お祝いは特に形式にこだわらなくても、ささやかでも真心込めて祝福するのがいちばんの贈り物。 しかし相手によっては礼儀知らずと取られることもあります。せっかくの心が相手に伝わらないのは残念です。 一応の決まりを知っておくとよいでしょう。
長寿のお祝いは還暦からとされています。しかし、平均寿命が延びた現代では数え年61歳はまだ若く、現役で活躍している人も多いので、
還暦はちょっと豪華な誕生祝いくらいにし、本格的には古稀(こき)または77歳の喜寿(きじゅ)からお祝いします。
普通は、誕生日か敬老の日に祝うのですが、特にこだわらずにその前後でみんなの都合のよい日でも。
両親や祖父母など身内の場合は自宅に家族一同が集まり、仕出し弁当や手料理で、ささやかでも心のこもったお祝いをしてあげましょう。
お年寄りには子どもや孫たちに囲まれてにぎやかに過ごすのがなによりです。また温泉旅行をプレゼントしてもいいでしょう。
学校や習い事の先生の場合は恩師を囲んで食事会を開き、記念品か花束を贈るのもよいでしょう。
品物を贈る場合、ゴルフウエア、筆や硯など、趣味をもっている方にはそれにちなんだものを。
一般的には、老いてますます美しく粋に、との願いを込めて女性なら香水や外国製の石けん、レースのハンカチやスカーフ、男性ならカシミアのマフラー、
赤がポイントのネクタイなど、年齢より少し若向きのものを選びます。
長寿祝いはその1年間がおめでたいとされるので、知人のお祝いをあとで知ったときなどでもお祝いの品物を遅れて贈っても失礼にはなりません。
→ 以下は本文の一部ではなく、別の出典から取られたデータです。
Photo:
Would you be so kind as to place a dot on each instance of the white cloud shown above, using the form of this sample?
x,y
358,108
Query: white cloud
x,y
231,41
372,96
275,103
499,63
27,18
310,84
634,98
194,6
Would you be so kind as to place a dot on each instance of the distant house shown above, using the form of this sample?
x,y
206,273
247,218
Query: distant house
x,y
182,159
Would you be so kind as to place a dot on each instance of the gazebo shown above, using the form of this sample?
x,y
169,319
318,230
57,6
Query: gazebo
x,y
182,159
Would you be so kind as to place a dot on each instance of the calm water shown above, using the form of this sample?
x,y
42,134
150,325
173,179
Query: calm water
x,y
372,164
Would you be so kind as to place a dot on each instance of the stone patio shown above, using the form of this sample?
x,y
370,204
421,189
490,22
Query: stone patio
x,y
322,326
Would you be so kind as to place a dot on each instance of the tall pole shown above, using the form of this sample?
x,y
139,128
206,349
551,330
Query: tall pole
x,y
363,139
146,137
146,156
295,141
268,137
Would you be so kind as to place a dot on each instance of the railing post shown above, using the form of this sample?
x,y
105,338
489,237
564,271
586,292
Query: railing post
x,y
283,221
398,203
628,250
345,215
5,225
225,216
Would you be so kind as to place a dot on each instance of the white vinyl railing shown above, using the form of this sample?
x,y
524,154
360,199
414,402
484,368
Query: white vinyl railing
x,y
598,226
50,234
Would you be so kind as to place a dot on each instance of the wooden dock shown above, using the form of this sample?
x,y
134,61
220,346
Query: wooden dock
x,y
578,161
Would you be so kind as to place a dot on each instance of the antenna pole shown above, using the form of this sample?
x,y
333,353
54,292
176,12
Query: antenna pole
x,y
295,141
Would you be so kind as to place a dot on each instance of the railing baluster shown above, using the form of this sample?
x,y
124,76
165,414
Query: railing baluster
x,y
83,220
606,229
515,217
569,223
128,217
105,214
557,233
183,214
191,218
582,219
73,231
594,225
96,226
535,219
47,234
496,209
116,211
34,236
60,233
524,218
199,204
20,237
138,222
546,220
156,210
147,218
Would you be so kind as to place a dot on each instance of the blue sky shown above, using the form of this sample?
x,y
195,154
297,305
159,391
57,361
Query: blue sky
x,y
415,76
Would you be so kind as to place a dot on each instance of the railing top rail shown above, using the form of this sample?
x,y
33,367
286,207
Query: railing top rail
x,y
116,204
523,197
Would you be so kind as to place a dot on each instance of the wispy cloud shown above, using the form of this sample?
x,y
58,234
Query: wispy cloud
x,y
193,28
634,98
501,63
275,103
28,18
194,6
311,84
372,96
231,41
長寿祝いのお返しは形式にこだわる必要はありません。一般的には、簡単な記念品を祝宴のあとに配り、内祝いとします。
「喜」「米寿」などを染め抜いたふろしきやふくさ、湯飲み茶碗、赤飯や紅白の餅などです。ふろしきやふくさは最近では珍しくかえって喜ばれるかもしれません。
特別にお金をかけなくても、お礼の気持ちを込めて色紙や短冊に記念の言葉を書いてみたり、縫い物が得意な人はふきんや端ぎれで小袋を作ったり、
その人らしい味のあるものが最高のお返しです。
還暦(かんれき) 61歳
数え年の61歳は生まれた年の干支に再び戻る年で「本卦還り」といいます。生まれ変わって1歳から新たに出発するということで、
「赤いちゃんちゃんこ」や「ずきん」を贈る習慣があります。
古稀(こき) 70歳
中国の詩人杜甫(とほ)の「人生七十古来稀」からつけられました。しかし現在では平均寿命も延びて、70歳は稀ではありません。
むしろ古稀を最初の長寿祝いにするようです。
喜寿(きじゅ) 77歳
「喜」という字を草書体で書くと77に通じるところからきたものです。「喜の字の祝い」とも呼ばれ、一般的には扇子に「喜」の字を書いて贈る習慣があります。
傘寿(さんじゅ) 80歳
「傘」の字を簡略に書くと、八十と読めるところから80歳のお祝いとなりました。最近では喜寿、米寿に次いで盛んにお祝いされているようです。
米寿(べいじゅ) 88歳
「米」の字をばらばらにすると八十八と読めるところからつけられて、「米の祝い」ともいいます。このお祝いには長生きのおまじないとして
鳩の飾りのついた杖を贈る習わしがあるようです。
卒寿(そつじゅ) 90歳
これも「卒」の字を略して書くと九十と読めるところからつけられたものです。卒寿のあとは1年1年を長寿祝いとしてお祝いしましょう。
白寿(はくじゅ) 99歳
百の字から上の一の字を取ると「白」となるところから、百引く一は九十九という意味でつけられました。
ますます健やかに長生きしていただくように盛大にお祝いしてあげましょう。
百賀(ひゃくが)100歳
100歳は「百賀の祝い」101歳が「百一賀の祝い」といい、100歳以上の長寿祝いは毎年行います。
ちなみに110歳以上のお祝いを「皇寿(こうじゅ)の祝い」または「珍寿(ちんじゅ)の祝い」と呼んでいます。